An innocent conversation between two passengers after just boarding a plane eventually results in the realization they each happen to have a history with the same person. One was an instructor at a prestigious music school at which a young man applied and she was the young man’s boyfriend at the same time of his application. As fate would have it, they just so happen to be on the same flight at the same time, or does fate have anything to do with it? This is the first of six short films that comprise the whole of director Damián Szifron‘s Wild Tales, a title that couldn’t be more apt and a movie that would be hard-pressed to be any more darkly hysterical.
That being said, I’m reluctant to say much more and will be as vague as possible from here on out. After reading that opening paragraph you now know more than I did going in and to reveal much having to do with the narratives of the five short stories that follow would be to cheat you of discovering them for yourself. Suffice to say, the main theme that seems to proliferate all six stories on one level or another is that of revenge as the general sense of frustration humans share is put to the test in a variety of scenarios.
These are tales of karma and comeuppance and none of them end as you would predict, and all but one of them to wildly hilarious results. What is your “I’m mad as hell and I’m not going to take it anymore” breaking point? At what point does retribution turn into utter madness? Wild Tales has the answer.
In a nutshell, here are the bare bones of the five stories that follow the one I already laid out for you: 1.) A man speeds by another man, flipping him off after he was prevented from passing him on the freeway. 2.) A roadside waitress is asked to serve a man that drove her father to suicide. 3.) A man’s car is wrongly towed and he’s forced to pay the fine only to end up missing his daughter’s birthday party anyway. 4.) A wealthy father learns his son has hit and killed a pregnant woman and must decide if he’s going to cover up the crime. 5.) A bride learns her new husband cheated on her only minutes after saying “I do”.
Now that’s just the ground floor for each story. Each leads to some measure of outlandish behavior, most diving deep into slapstick, one specifically hewing pretty close to dark levels of reality. Oddly enough, for a film that reaches for high levels of absurdity it also presents a picture of society where restraint may most often be the best course of action, no matter how badly you believe you’ve been wronged as nothing good comes of the revenge exacted in these stories, that is outside of our enjoyment in watching them play out.
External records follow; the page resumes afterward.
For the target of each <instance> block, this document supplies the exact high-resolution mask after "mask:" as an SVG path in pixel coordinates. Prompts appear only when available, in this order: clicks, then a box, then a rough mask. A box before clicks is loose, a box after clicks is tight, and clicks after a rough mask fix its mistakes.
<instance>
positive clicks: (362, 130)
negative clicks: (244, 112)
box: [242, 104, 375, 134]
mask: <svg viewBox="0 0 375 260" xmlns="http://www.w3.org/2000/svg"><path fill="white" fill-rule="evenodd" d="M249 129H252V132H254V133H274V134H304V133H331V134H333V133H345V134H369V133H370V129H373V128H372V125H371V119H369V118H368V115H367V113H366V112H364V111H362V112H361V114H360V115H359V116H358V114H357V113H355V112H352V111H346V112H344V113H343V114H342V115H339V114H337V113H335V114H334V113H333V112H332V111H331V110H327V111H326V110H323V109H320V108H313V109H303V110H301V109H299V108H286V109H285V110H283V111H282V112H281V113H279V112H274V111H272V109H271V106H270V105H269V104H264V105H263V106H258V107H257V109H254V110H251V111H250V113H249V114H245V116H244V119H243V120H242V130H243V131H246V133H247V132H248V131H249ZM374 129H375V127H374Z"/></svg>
Szifron’s storytelling is wildly energetic and the end result will have you laughing out loud while at the same time raising your eyebrows as if to say “What the fuck?” It’s that kind of movie, a movie where it’s just as likely someone would come flying out of the kitchen wielding a chef’s knife and start stabbing someone as it is someone would defecate on the hood of someone else’s car.
Recently horror has taken advantage of creating anthology films with V/H/S and ABCs of Death and while they aren’t unheard of in other genres, including the much maligned Movie 43, Wild Tales makes you wish filmmakers would try it more often and not in ways such as 21 Grams or Four Rooms, but thematically more than narratively. The stories in Wild Tales have nothing narratively to do with one another other than a general acceptance they exist in the real world and that only adds to the enjoyment as it doubles down on anticipation when it comes to wondering just what the hell is going to happen next.